Après Désamour, album rock, nous attendions un laudanum, donc un pied-de-nez électro. Oui mais non : Le pas de côté est certes un disque (presque) exclusivement composé avec des machines, il s’agit pourtant d’une œuvre chantée en solo. Après Désamour, nous pensions que Matthieu Malon avait conclu un cycle « français ». Là encore, oui mais… non : les thématiques du pas de côté n’ont strictement rien à voir avec les trois précédents opus de Matthieu, et la langue française abordée ici trouve un terrain d’intimité finalement vierge, une façon judicieuse de parler de soi sans nécessairement questionner la difficulté du couple (sujet central des jours sont comptés, Peut-être un jour et Désamour).

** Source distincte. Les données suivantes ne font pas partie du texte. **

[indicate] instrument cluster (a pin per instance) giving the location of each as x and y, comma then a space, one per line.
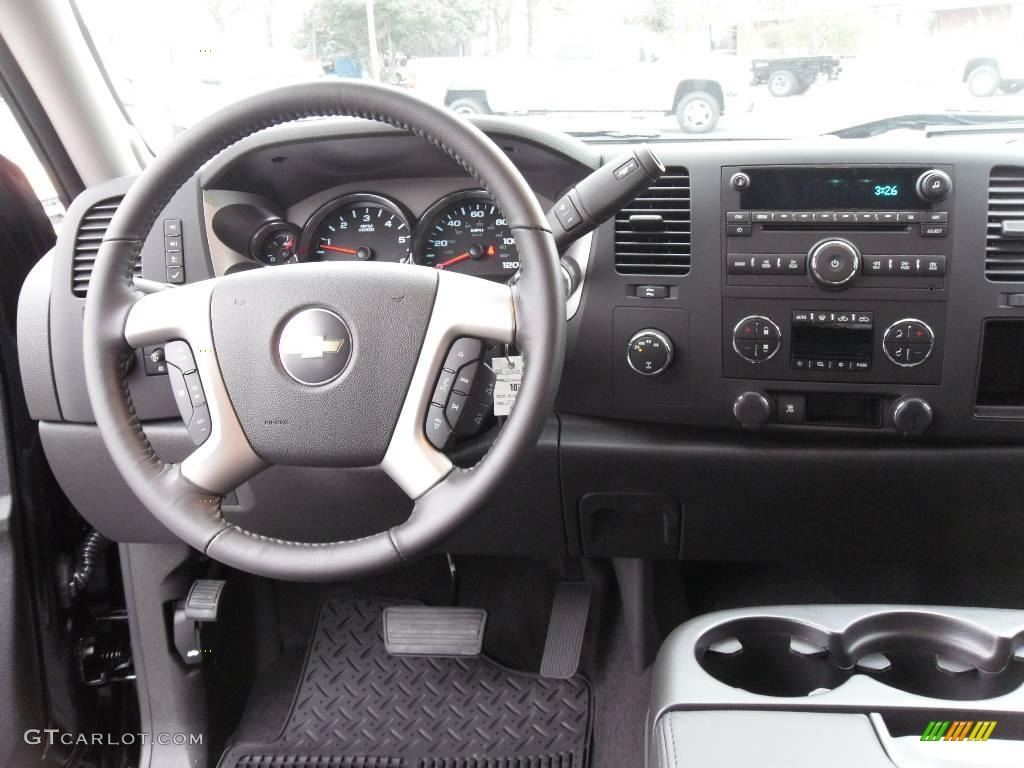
464, 231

Le pas de côté permet à Matthieu Malon non pas de restituer à l’écrit divers souvenirs de son enfance ou adolescence, mais de questionner l’individu qu’il fut un jour, et en quoi ce dernier peut-il correspondre, ou pas, avec l’adulte Malon (empreint d’expériences, qui a des enfants, qui est un musicien libre et respecté). Beau carambolage entre passé et présent, l’un empiétant sur l’autre jusqu’à brouiller, embrouiller, une thématique faussement limpide, en fait totalement insidieuse : on pense au Brian de Palma d’Obsession (le passé se mesure au présent), donc, fatalement, au Vertigo d’Hitchcock (les obsessions d’antan ont-elles une incidence sur l’avenir ?).

Non pas schizophrène – Freud et Jung, dégagez ! –, Le pas de côté est un album dansant (à chaque titre, une mélodie qui tue) dont les questionnements se divulguent avec sérénité. Loin d’un disque « malade » (contrairement aux apparences), le nouveau Malon est l’œuvre d’un musicien heureux de jouir d’un privilège inespéré : composer le disque qui l’enchante. D’autant plus libre et beau que la démarche se fait rare.